Il ministro dell’Edilizia Yoav Galant ha incaricato i più alti funzionari del suo ministero di iniziare il programma di pianificazione di un nuovo quartiere per le ambasciate da Paesi di tutto il mondo che sarà costruito a Gerusalemme. Il ministro lo ha rivelato oggi, da New York, dove aspetta di parlare alla Jerusalem Post Conference di domenica prossima.
Il progetto è molto ampio. Come riporta il Jerusalem Post, Anche prima dei progressi compiuti questa settimana con il possibile spostamento delle ambasciate della Repubblica ceca, della Romania e dell’Honduras, Galant aveva inviato una lettera al direttore generale del ministero dell’Edilizia Hegai Roznik e al capo architetto Vered Solomon-Maman. Una lettera in cui si chiedeva di formare una task force che avrebbe avuto come obiettivo quello di individuare un’area dove costruire tutte le nuove ambasciate.
“Potremmo dover costruire dozzine di ambasciate e avremmo bisogno di una nuovo terreno pronto per questo scopo. Ho chiesto al mio ministero di agire vigorosamente il più velocemente possibile. “
Interessanti anche le scelte dei nomi. Galant ha suggerito un paio di nomi possibili per l’area in cui saranno costruite le ambasciate. Inizialmente, si era parlato di un nome neutro: Embassy Town. Poi la mossa che spiazza tutti, ma che allo stesso tempo attrae per il grande significato politico: Trump Town.
Una scelta molto significativa che, tra l’altro, non è sarebbe neanche una prima assoluta di un luogo dedicato al presidente Usa. Il ministro dei trasporti israeliano Yisrael Katz ha annunciato a dicembre che avrebbe nominato la nuova stazione ferroviaria “Donald Trump” proprio in onore del presidente che ha voluto spostare per primo l’ambasciata a Gerusalemme, riconoscendo la città come capitale di Israele..
Una mossa politica? Indubbiamente. Conosciamo anche una certa dose di vanità del presidente degli Stati Uniti. E non è difficile credere che, questa scelta, sarebbe una mossa molto utile da parte israeliana per fortificare ancora di più i legami già molto solidi con l’attuale amministrazione degli Stati Uniti.
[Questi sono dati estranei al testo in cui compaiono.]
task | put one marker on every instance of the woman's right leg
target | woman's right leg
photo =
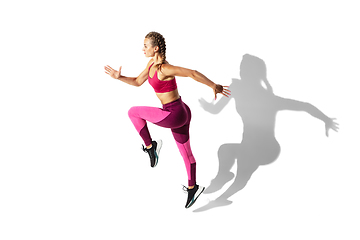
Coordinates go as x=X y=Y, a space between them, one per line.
x=139 y=116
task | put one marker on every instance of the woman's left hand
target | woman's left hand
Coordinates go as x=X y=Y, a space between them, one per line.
x=221 y=89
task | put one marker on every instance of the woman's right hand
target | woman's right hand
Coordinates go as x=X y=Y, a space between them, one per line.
x=112 y=72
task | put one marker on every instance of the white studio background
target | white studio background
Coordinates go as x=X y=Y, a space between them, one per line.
x=71 y=165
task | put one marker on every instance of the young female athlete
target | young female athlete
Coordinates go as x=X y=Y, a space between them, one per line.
x=175 y=114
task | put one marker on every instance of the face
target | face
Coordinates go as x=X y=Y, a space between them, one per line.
x=148 y=49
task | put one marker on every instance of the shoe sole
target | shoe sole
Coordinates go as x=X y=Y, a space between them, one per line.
x=197 y=194
x=158 y=147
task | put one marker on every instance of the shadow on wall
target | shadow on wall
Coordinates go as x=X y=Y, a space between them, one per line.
x=257 y=106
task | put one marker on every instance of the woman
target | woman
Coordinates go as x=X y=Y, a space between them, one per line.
x=175 y=114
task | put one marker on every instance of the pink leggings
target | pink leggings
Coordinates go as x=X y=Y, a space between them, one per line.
x=176 y=116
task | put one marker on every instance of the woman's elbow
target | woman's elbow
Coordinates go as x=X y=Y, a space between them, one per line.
x=193 y=74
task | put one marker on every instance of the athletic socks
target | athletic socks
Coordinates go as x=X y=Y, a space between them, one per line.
x=193 y=194
x=154 y=152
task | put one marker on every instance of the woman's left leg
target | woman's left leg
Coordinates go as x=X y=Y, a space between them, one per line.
x=182 y=139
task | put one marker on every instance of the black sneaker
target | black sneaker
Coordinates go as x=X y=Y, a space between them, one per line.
x=193 y=194
x=154 y=152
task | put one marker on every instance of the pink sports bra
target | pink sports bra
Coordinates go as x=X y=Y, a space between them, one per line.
x=161 y=86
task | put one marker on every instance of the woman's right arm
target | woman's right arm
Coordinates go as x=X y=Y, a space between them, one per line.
x=134 y=81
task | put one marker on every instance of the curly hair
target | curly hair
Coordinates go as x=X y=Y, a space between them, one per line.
x=158 y=40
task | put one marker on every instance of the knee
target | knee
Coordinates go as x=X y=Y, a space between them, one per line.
x=131 y=111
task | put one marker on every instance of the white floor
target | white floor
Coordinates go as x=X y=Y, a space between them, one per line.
x=71 y=165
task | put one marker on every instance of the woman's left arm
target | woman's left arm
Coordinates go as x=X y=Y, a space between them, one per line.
x=170 y=70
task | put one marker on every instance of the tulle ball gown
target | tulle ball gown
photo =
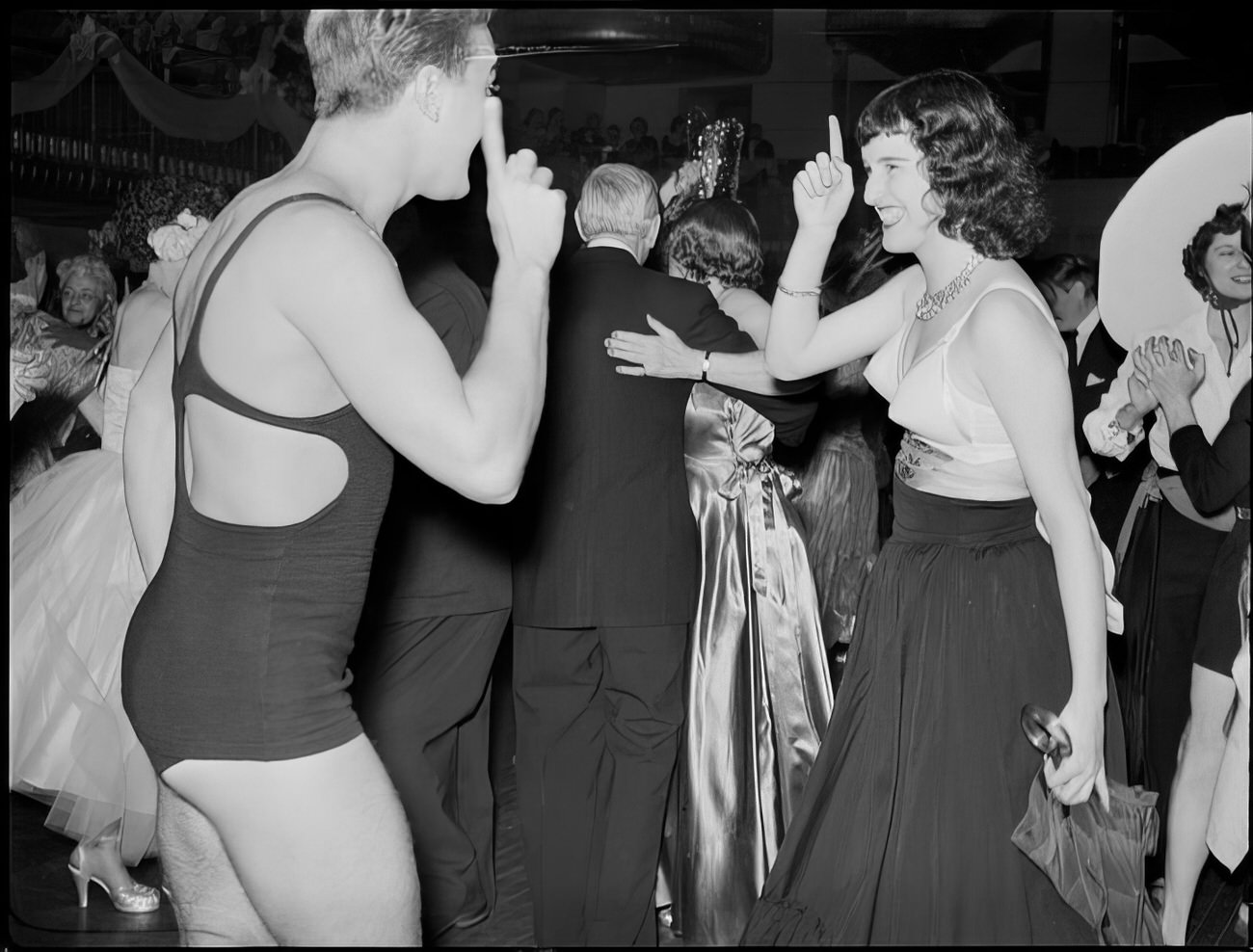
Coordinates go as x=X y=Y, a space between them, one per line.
x=75 y=579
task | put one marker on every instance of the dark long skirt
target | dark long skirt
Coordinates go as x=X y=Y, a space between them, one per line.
x=903 y=832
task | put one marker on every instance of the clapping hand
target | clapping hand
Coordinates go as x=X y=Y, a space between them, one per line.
x=1169 y=370
x=823 y=188
x=525 y=213
x=29 y=374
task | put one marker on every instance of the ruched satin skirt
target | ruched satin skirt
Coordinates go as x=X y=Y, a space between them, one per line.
x=759 y=692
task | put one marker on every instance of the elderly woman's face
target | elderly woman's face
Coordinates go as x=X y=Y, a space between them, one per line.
x=80 y=301
x=1228 y=268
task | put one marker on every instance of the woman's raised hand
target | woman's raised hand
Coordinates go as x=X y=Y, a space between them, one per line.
x=823 y=188
x=525 y=213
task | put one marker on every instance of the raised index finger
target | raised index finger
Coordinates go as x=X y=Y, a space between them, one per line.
x=838 y=142
x=493 y=137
I legami di Trump con Israele sono forti, anche se l’uscita di scena di Jared Kushner ha un po’ raffreddato i rapporti personali fra la Casa Bianca e il primo ministro israeliano Benjamin Netanyahu. La decisione di Trump di voler ritirare le truppe Usa dalla Siria era stata un’altra crepa nei rapporti fra Washington e Tel Aviv, ma il governo israeliano sembra pronto a voler ricucire i rapporti forgiando una solida base umana, prima ancora che politica, con il presidente degli Stati Uniti.
La “Trump Town” può effettivamente cambiare la politica americana in Medio Oriente? Difficile a dirsi. Certo è che la personalizzazione della politica Usa ad opera del suo presidente apre scenari complessi: anche che questa “captatio benevolentiae” possa effettivamente modificare i progetti Usa nella regione.